Ein paar Abgänge muss es noch geben

Aber egal ob José Mourinho primär in einem 4-2-3-1 oder eher im gewohnten 4-3-3 spielen lassen will, wird wohl weiter trotzdem nur ein Platz für drei Mittelfeldspieler in der Startelf sein. Und da findet sich neben Aurélien Tchouaméni, Federico Valverde, Jude Bellingham, Arda Güler und Camavinga nun auch noch Bernardo Silva – sechs Spieler für zentralere Aufgaben.
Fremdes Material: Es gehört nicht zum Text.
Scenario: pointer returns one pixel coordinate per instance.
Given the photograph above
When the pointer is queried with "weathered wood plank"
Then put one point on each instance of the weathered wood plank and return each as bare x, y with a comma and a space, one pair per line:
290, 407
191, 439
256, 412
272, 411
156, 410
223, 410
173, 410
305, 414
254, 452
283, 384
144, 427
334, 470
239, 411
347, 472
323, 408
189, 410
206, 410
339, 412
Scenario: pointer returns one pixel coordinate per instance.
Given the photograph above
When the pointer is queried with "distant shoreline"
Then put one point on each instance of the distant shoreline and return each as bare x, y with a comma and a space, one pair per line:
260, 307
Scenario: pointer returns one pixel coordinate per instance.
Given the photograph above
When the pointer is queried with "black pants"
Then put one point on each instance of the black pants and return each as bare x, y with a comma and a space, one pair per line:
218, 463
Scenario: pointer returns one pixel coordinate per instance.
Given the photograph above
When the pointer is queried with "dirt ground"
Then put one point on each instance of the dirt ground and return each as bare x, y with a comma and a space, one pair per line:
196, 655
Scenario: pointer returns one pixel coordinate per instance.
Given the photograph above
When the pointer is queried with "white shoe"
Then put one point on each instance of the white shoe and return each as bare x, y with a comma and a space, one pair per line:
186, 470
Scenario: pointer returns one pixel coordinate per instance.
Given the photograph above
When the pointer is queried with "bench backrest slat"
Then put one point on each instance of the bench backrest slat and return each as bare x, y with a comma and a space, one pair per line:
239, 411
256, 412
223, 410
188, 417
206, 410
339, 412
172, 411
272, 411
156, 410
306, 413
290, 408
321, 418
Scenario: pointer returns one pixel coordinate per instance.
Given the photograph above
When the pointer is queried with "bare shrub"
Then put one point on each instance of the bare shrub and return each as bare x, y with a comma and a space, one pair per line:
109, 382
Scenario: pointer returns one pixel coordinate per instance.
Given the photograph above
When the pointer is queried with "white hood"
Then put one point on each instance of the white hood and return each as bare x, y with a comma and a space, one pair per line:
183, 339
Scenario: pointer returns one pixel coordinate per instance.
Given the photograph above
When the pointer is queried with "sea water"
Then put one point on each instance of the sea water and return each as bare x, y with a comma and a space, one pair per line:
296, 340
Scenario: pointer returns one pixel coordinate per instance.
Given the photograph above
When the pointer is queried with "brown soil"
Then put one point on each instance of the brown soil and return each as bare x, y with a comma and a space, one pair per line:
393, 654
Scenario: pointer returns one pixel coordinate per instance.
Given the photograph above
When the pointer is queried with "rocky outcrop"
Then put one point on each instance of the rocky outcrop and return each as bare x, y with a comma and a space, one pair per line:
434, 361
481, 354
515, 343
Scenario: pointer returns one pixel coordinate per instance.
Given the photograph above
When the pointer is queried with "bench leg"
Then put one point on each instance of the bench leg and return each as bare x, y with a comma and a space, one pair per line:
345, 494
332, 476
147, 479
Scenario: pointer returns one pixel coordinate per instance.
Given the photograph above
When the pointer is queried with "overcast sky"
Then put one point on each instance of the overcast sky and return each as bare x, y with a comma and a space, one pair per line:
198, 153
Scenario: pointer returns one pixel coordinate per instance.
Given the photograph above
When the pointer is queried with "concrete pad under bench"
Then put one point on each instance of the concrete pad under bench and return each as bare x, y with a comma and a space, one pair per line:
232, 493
Auch deswegen wäre der Klub wohl nicht allzu abgeneigt, einen der zentraleren Spieler abzugeben, um Platz zu haben im Kader für ein unterschiedlicheres Profil, beispielsweise noch einen Rechtsaußen. Zwar gibt es noch andere Abgangs-Kandidaten – einer der vier Linksverteidiger im Kader, beispielsweise Fran García, könnte gehen, auch Raúl Asencio, Franco Mastantuono oder Gonzalo García könnten bei entsprechenden Angeboten gehen –, aber auch weitere Zugänge sind nicht auszuschließen. Wer also bleiben will, muss sich beweisen, und Camavinga scheint das genau jetzt schon tun zu wollen, auch um physisch wieder in gute Verfassung zu kommen. Denn in der vergangenen Saison hatte er nicht nur Klub-WM und Saisonstart verletzungsbedingt verpasst, sondern war auch im Dezember und im März immer wieder mal durch Probleme ausgefallen. Seine Verletzungsanfälligkeit soll jetzt also ad acta gelegt werden, idealerweise auch die Gerüchte um einen möglichen Verkauf.